Survival Strategy of Edible Insects

The unpredictable changes in the environment causes many organisms to develop adaptation strategies to survive. One of the strategies is to increase in number of offspring that need little energy investment. The underlying reason is that even if there are unpredictable forces of nature, still there will be some left to live, to reproduce, age and pass on future generation just by mere numbers. Many invertebrates follow this strategy – lots of eggs are produced and larvae are formed but only a few survive to maturity (FAO, 2013; Shockley and Dossey, 2014).

Insects place an emphasis on high growth rate which typically exploit less-crowded ecological niches and produce many offspring quickly. The exponential growth curve by Malthus applies in this selection where the population at the beginning is not very high but grows independently at a very fast rate. Nonetheless, these organisms have relatively low chance of surviving to adult stage. Creatures belong under this strategy are called r-strategists (Shockley and Dossey, 2014).

Most of the organisms classified as r-strategists are pests. They damage crops or bother human beings. However, the traditional use of insects as food continues to expand around the world and it gives significant socio-economic and environmental values for the communities (FAO, 2010).

Potential Source of Alternative Food – Solution to World Hunger

It was projected that by 2050, the world will be having 9 billion people. To support the food needs of this number, the present food production will need to almost double. Arable land, however, has become scarce due to rapid development. Oceans are over fished and climate change and other related shortages can have direct or indirect implications to food production. To meet these problems, production and consumption should be re-evaluated. New strategies of producing food are needed (FAO, 2013).

worm as food
Barbecue flavored worm crisps (Photo by Flavio Ensiki@Flicker.com)

There has been a growing realization that insects can meet the scarcity in food especially in the many protein challenged regions. The works of Raksakantong et al. (2010) as stated by Siriamornpun and Thammapat (2008) concluded that one of the cheapest sources of animal protein are insects.

Consumption of insects is continuously encouraged by many people due to financial issues. Many of the poorest populations in the world such as Africa and Asia eat insects as part of their diet (Shockley and Dossey, 2014). It has the potential of supporting many rural dwellers including also those street traders in urban areas, where some of these insects are popular among those who want to try alternative food (FAO, 2013; West Africa Trends Team, 2014).

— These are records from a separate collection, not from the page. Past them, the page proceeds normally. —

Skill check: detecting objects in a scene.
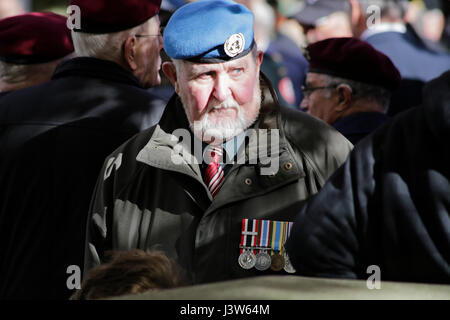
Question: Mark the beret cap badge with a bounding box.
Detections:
[223,33,245,57]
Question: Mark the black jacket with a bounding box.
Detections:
[86,75,352,283]
[287,72,450,283]
[0,58,166,299]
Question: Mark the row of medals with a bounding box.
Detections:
[238,247,295,273]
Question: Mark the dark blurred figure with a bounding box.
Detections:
[293,0,353,44]
[236,0,300,108]
[0,0,25,19]
[0,0,162,299]
[70,249,181,300]
[286,71,450,284]
[147,0,187,105]
[301,38,400,144]
[0,12,73,97]
[350,0,450,115]
[266,0,308,108]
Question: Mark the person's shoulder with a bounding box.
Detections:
[280,106,351,151]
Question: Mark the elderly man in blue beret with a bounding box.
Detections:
[85,0,352,283]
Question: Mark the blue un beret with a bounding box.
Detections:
[164,0,254,63]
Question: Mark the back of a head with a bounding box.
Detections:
[358,0,408,21]
[70,0,161,62]
[71,249,181,300]
[0,12,74,91]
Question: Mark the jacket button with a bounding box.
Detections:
[284,162,292,171]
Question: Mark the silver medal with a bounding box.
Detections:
[284,254,295,273]
[238,250,256,270]
[255,251,272,271]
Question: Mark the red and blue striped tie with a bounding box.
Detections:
[205,146,225,198]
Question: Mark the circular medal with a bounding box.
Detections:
[238,250,256,269]
[284,254,295,273]
[270,253,284,271]
[255,251,272,271]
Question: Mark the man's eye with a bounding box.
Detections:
[197,72,213,79]
[232,68,244,75]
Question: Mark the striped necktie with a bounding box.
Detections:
[204,145,225,198]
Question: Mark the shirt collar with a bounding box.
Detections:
[200,129,248,165]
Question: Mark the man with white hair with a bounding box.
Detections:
[85,0,352,283]
[0,0,162,299]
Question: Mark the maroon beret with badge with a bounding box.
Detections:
[305,38,401,91]
[70,0,161,33]
[0,12,74,64]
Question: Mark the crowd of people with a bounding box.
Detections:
[0,0,450,300]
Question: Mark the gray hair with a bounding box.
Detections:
[72,24,144,61]
[358,0,408,19]
[323,74,391,112]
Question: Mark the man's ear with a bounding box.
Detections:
[336,84,352,111]
[123,36,137,71]
[162,61,178,93]
[256,50,264,67]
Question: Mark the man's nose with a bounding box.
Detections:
[213,74,231,101]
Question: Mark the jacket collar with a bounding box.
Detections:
[52,57,142,88]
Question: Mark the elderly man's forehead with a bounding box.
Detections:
[186,54,252,71]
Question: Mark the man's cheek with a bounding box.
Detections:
[235,85,255,105]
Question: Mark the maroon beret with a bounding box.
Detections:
[70,0,161,33]
[0,12,74,64]
[305,38,401,90]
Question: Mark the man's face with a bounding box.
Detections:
[175,53,262,143]
[300,72,339,124]
[134,15,163,88]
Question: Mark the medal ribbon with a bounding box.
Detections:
[271,221,281,253]
[251,219,259,254]
[239,219,248,254]
[259,220,270,247]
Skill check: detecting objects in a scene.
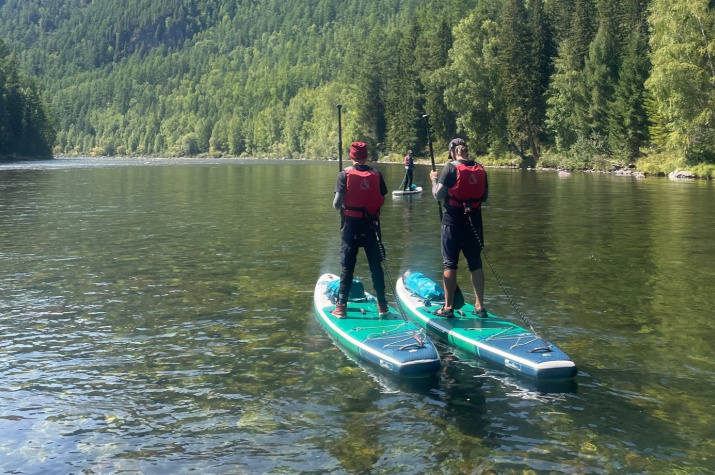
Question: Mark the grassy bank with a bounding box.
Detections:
[380,152,715,179]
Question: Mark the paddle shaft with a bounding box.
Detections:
[336,104,343,171]
[422,114,442,223]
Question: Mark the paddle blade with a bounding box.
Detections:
[452,285,464,310]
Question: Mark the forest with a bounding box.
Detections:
[0,0,715,176]
[0,39,56,159]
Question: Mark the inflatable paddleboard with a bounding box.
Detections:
[392,186,422,196]
[395,273,577,379]
[313,274,441,377]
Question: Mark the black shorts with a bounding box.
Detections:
[442,224,482,272]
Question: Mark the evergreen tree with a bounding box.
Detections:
[608,27,650,160]
[499,0,543,159]
[421,19,457,149]
[385,21,422,153]
[646,0,715,160]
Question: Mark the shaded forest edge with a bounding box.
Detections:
[0,0,715,178]
[0,39,56,161]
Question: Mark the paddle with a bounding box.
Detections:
[422,114,442,222]
[422,114,464,310]
[336,104,343,171]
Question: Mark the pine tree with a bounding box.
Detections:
[499,0,543,160]
[421,19,457,148]
[385,21,422,153]
[608,26,650,160]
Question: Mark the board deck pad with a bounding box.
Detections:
[395,276,577,379]
[314,274,441,377]
[392,186,422,196]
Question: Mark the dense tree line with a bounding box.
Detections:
[0,0,715,167]
[0,39,55,160]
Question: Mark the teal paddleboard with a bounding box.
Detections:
[313,274,441,377]
[395,273,577,379]
[392,186,422,196]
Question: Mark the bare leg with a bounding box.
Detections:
[442,269,457,309]
[470,269,484,309]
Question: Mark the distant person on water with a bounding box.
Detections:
[332,142,388,318]
[430,138,489,318]
[402,150,415,191]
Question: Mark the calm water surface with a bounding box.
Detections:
[0,159,715,474]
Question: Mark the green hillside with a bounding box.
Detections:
[0,0,715,168]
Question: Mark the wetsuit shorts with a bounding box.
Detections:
[442,224,482,272]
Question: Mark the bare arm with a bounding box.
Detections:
[430,171,447,201]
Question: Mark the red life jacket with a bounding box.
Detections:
[342,167,385,218]
[447,160,487,208]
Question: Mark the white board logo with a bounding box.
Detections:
[504,358,521,371]
[380,360,392,371]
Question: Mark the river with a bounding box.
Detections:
[0,159,715,474]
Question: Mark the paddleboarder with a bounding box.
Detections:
[332,142,389,318]
[430,137,489,318]
[402,150,415,191]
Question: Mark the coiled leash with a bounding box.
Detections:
[372,219,426,347]
[464,203,552,353]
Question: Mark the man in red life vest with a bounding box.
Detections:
[430,138,489,318]
[332,142,388,318]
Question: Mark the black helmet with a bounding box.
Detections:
[449,137,467,152]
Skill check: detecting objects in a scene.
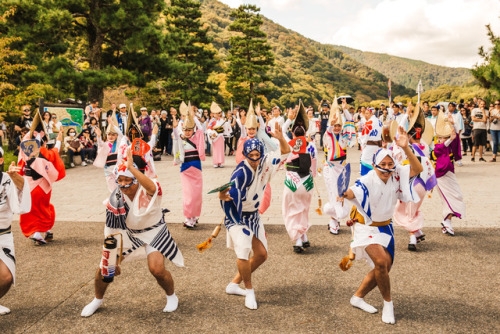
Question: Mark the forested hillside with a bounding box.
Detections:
[332,45,473,90]
[202,0,415,105]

The efficiency and biodiversity benefits provided by insects are potential for food supplies and sustainability of a region. Insects contain higher nutritional quality than animal protein as well as produced more sustainable and with much smaller ecological footprint than most livestock such as pigs and cows (FAO, 2013; Shockley and Dossey, 2014).

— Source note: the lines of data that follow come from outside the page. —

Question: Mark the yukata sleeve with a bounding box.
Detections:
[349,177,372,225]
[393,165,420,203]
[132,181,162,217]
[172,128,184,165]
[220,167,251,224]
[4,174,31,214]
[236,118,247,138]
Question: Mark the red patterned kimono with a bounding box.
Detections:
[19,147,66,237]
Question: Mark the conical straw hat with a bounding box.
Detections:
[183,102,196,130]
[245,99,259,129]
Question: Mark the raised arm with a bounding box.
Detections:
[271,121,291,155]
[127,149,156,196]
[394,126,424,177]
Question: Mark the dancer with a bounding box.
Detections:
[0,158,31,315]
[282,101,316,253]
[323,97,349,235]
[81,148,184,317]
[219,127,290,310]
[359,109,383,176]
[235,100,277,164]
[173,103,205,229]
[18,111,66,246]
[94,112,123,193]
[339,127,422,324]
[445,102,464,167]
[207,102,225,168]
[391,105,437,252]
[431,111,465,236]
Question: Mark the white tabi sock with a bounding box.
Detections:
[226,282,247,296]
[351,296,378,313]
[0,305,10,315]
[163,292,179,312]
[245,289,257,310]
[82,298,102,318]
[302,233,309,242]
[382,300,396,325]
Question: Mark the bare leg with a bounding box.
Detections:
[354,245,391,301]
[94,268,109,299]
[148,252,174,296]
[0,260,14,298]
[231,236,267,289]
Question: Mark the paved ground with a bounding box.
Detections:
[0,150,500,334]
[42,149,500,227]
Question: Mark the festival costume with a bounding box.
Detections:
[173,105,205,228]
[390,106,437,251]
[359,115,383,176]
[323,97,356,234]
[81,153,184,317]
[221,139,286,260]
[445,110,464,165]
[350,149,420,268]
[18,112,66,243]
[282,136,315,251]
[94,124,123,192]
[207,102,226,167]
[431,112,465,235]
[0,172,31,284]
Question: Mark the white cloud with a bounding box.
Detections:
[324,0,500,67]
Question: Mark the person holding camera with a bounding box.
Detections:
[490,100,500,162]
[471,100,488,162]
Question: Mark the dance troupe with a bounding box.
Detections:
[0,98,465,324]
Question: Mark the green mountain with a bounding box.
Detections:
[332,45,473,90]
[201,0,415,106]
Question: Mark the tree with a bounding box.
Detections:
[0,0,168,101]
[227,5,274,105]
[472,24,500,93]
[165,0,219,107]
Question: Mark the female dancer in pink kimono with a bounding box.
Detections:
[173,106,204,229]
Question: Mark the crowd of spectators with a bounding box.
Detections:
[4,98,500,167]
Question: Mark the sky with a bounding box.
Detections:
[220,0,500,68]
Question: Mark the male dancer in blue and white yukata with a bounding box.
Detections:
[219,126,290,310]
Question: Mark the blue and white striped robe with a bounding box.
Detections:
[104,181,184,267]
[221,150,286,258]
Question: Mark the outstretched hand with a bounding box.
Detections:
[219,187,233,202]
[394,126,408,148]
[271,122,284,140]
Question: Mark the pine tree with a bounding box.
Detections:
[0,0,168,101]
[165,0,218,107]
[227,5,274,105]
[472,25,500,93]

Furthermore, since insects are r-strategists, they tend to produce quickly compared to livestock, thus, have greater efficiency and biodiversity for they can contribute to human food ingredients even within a short period. There are more than 1 million species of edible insects described and still more than 4-30 million species are estimated to exist on earth, living in every niche inhabited by humans and beyond. For instance, house crickets can lay 1,200 – 1,500 eggs in just a matter of 3-4 weeks (Shockley and Dossey, 2014).

Gathering and farming of insects can also offer employment and more source of income. In developing countries like in Asia, demand for edible insects becomes common. It is relatively easy to bring insects to market. Gathering, rearing and processing into street foods, just like the sale of chicken or fish, are within the reach of small-scale enterprises (FAO, 2013).

Finally, the combined force of traditional knowledge and new technologies in gathering, rearing, processing or producing edible insects is a potential solution for world hunger problems.

Yummy, crunchy cockroach meal, anyone?

References:

Food and Agriculture Organization of the United Nations (FAO) (2010). Edible forest insect: humans bite back! Rome, Italy: Publishing Policy and Support Branch.

Food and Agriculture Organization of the United Nations (FAO) (2013). Edible insects: future prospects for food and feed security. Rome, Italy: Publishing Policy and Support Branch.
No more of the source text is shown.